Before its BPM initiatives began in 2000, Coors had a jumble of departmentalized process fragments, some handled in SAP and others in various legacy systems, and no clear plan on how to pull everything together. The supply chain was the top priority for process improvement.
"From the distributors' perspective, we were ranked near the bottom for customer service in terms of fulfilling orders and meeting delivery dates," says Bob Bonacci, director of business process management. "Distributors usually sell competitive products, so it was a problem."
Bonacci was spearheading an IT-led supply chain improvement project, but the team wasn't collaborating with business users. At about the same time, Coors hired business architect Debra Boykin in July 2001 to implement IDS Scheer's ARIS software for documenting and designing processes, but the company didn't recognize the need to coordinate the separate efforts.
"I was pretty much on my own trying to promote a top-down approach, and Bob and his team were working from the bottom up. Business users didn't know what they were getting," Boykin explains. "The approaches just didn't match."
By early 2003 both executives were calling for shared business process models, so Boykin joined Bonacci's team and work soon began on an overall architecture for end-to-end processes across management, marketing, sales, supply chain and operations. The group chose BusinessGenetics' Extended Business Modeling Language (XBML) as a common (business and IT) language for describing and modeling processes.
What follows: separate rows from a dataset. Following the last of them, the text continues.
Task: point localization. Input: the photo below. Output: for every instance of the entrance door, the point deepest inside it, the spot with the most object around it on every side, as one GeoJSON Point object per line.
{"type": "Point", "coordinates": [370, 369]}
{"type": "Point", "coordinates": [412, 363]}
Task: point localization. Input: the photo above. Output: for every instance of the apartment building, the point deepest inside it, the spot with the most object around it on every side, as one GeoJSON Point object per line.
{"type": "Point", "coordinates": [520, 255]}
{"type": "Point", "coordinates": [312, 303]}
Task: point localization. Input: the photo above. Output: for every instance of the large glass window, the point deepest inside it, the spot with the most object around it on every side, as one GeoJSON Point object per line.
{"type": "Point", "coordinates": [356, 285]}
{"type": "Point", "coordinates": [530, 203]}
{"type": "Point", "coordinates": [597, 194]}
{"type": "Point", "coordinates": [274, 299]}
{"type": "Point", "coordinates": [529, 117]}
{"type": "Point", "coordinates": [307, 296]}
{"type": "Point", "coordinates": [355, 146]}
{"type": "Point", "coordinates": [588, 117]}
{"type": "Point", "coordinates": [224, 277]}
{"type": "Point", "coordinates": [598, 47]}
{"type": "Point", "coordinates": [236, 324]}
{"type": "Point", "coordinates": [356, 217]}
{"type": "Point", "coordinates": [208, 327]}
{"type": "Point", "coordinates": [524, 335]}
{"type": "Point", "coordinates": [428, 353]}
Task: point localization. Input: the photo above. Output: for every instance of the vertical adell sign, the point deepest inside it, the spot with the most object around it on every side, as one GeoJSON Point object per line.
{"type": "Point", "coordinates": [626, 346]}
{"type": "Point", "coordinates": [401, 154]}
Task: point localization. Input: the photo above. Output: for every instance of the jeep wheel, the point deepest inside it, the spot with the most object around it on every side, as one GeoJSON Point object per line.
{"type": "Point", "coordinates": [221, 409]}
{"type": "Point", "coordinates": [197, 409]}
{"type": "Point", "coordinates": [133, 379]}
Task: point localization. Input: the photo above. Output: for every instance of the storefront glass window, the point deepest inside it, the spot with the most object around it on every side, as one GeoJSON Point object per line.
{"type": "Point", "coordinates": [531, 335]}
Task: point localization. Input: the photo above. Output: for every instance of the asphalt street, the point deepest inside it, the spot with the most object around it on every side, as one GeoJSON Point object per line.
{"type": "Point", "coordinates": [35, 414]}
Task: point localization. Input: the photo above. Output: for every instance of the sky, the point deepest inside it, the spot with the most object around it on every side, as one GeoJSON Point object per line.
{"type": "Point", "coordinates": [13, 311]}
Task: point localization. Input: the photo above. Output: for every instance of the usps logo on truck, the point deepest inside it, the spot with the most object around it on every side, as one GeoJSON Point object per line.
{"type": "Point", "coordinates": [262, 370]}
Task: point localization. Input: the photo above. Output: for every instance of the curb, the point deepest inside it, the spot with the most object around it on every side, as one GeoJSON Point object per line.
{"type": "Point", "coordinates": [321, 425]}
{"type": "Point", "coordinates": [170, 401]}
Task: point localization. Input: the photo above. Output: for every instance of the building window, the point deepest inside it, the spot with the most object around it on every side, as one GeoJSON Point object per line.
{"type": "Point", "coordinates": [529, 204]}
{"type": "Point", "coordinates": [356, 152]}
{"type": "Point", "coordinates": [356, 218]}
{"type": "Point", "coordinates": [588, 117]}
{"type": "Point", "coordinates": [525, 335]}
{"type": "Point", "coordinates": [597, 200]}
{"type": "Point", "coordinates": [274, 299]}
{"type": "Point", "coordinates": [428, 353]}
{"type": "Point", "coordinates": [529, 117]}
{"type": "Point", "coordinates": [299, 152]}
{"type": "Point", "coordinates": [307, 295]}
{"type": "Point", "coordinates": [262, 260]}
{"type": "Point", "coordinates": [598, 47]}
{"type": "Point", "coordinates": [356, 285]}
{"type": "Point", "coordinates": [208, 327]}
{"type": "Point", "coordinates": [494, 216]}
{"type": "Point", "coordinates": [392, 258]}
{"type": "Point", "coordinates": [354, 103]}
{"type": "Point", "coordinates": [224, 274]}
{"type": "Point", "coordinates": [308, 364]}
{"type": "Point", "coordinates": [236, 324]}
"XBML helped us communicate and connect the processes with the business need," says Bonacci. Working with process owners and subject-matter experts from the business side, the team explicitly described process-related activities, timeframes, locations, roles, information and flows.
The first project to go live, in September 2003, was the new supply chain process. It took six months to stabilize, according to Bonacci, but it has improved customer service dramatically.
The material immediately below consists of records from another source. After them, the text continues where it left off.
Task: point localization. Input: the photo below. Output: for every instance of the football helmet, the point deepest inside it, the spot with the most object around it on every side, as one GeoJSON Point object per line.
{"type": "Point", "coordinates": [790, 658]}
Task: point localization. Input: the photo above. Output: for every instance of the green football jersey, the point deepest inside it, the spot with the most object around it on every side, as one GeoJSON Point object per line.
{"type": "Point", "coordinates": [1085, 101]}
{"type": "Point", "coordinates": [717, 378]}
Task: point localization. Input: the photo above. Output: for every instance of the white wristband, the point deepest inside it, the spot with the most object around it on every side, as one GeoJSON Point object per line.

"Before we implemented the new process, distributors had to order four weeks ahead. Now, they can order one week out," Bonacci says. Short lead times are important because demand can hinge on coordination with marketing campaigns and local events, such as a sports team making it into the playoffs.
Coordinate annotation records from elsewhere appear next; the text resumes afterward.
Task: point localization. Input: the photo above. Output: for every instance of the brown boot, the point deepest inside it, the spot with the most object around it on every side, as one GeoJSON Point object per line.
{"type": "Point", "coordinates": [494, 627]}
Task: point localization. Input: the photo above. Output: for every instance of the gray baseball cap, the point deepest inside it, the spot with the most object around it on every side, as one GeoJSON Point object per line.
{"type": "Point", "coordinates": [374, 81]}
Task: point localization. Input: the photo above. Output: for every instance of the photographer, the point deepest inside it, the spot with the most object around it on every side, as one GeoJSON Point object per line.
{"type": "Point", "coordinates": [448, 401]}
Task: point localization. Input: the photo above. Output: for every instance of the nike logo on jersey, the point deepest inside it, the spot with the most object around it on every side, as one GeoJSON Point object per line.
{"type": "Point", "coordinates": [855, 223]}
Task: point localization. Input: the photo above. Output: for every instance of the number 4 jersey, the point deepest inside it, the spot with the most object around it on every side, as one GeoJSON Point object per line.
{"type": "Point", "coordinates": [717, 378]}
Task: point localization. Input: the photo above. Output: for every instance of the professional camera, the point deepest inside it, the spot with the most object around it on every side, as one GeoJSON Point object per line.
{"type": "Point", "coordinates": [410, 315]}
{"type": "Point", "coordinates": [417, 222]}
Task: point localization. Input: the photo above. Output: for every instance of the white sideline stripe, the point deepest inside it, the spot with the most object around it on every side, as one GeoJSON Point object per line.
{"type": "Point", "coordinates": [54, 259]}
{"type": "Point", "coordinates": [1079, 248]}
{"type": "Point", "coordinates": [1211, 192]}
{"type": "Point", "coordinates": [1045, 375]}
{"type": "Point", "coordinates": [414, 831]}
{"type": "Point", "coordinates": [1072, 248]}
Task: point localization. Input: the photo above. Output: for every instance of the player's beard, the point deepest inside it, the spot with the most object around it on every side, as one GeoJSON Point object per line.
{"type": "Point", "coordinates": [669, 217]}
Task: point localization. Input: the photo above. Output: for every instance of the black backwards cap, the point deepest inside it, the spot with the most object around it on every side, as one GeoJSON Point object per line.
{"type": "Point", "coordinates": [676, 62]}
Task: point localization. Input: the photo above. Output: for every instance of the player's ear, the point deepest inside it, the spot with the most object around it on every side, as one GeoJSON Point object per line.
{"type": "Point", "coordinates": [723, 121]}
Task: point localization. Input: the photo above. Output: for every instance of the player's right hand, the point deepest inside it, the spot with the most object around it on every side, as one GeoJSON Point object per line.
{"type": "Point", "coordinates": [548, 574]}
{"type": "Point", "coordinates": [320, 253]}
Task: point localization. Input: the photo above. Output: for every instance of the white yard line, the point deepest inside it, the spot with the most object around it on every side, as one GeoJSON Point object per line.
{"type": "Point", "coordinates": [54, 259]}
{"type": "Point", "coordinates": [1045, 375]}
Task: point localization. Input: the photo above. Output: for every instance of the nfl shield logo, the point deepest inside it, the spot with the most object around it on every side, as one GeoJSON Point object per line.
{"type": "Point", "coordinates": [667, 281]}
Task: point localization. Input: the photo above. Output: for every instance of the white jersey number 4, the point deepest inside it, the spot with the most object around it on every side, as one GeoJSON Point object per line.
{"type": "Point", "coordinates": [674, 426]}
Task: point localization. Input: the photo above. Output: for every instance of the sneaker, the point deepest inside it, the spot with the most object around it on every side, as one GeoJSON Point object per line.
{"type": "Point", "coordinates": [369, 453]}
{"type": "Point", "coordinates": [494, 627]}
Process development is well underway in Coors' marketing and operations areas, while documentation and modeling are just beginning in management and sales. The next step is deploying IDS Scheer's ARIS Process Performance Manager (PPM) module and SAP NetWeaver. PPM will support key process performance indicators while NetWeaver will be used for business process monitoring, configuration, control and execution. Better process control and continuous cycle time improvement will move the organization "closer to the idea of the real-time enterprise," says Boykin.